Upgrading from PostgreSQL 9.1.x to 9.2.x with Homebrew
Update: In later versions of Homebrew they added a command that automagically handles the upgrade for you!
brew postgresql-upgrade-database
I use Homebrew to manage my packages on macOS. It makes installing and keeping them up-to-date easy. But the one package that regularly gets me is PostgreSQL.
Every minor version seems to require this manual upgrade dance, and since I start the Postgres process automatically on login and run it in the background as a launch agent, nothing seems amiss with the upgrade until days later when I restart my computer, and at that point it’s been so long that I’ve completely forgotten that I upgraded Postgres.

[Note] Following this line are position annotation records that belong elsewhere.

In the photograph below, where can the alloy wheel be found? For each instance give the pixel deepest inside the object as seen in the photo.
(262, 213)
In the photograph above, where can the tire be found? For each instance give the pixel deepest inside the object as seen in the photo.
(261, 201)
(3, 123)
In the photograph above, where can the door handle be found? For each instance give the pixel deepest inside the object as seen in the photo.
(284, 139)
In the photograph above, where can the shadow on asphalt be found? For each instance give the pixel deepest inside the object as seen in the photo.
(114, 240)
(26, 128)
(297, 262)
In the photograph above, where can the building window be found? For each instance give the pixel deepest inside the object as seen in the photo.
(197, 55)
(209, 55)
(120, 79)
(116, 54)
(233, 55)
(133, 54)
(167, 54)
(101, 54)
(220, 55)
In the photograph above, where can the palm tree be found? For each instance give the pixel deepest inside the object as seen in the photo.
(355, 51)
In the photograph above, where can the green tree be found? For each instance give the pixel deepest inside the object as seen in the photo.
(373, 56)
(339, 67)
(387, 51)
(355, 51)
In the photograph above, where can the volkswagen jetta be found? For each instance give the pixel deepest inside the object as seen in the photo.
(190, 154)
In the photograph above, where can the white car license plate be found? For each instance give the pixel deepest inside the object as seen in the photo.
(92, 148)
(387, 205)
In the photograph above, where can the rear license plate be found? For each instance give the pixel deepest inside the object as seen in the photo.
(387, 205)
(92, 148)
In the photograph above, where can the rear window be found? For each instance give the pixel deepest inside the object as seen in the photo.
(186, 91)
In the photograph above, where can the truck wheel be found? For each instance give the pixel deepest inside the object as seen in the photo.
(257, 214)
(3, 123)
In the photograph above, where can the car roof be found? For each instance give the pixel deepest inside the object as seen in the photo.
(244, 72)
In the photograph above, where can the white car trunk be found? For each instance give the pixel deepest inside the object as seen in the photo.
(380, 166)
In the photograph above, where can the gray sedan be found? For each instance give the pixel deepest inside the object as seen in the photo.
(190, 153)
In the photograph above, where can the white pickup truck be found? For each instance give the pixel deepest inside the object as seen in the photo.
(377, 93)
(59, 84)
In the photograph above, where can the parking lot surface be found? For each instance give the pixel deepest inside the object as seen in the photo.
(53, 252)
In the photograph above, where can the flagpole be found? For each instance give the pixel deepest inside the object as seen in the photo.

It’s also always been conveniently just long enough since the last upgrade that I can’t quite remember how to do it, so I’m documenting it here for myself and anyone else.
Substitute x.x.x
for the old version number and y.y.y
for the new version number.
brew update
brew upgrade postgresql
launchctl unload -w ~/Library/LaunchAgents/homebrew.mxcl.postgresql.plist
mv /usr/local/var/postgres /usr/local/var/postgres_old
initdb /usr/local/var/postgres -E utf8
pg_upgrade \\
-b /usr/local/Cellar/postgresql/x.x.x/bin \\
-B /usr/local/Cellar/postgresql/y.y.y/bin \\
-d /usr/local/var/postgres_old \\
-D /usr/local/var/postgres
cp /usr/local/Cellar/postgresql/y.y.y/homebrew.mxcl.postgresql.plist ~/Library/LaunchAgents/
launchctl load -w ~/Library/LaunchAgents/homebrew.mxcl.postgresql.plist
This will upgrade to the latest version of Postgres, stop the process, move your database to a new location, initialize a new database, port your data from the old database to the new database, create a new launch agent, and start the process.
After you’ve confirmed that Postgres has started, everything is working properly, and your old data has been properly converted you can remove the original database.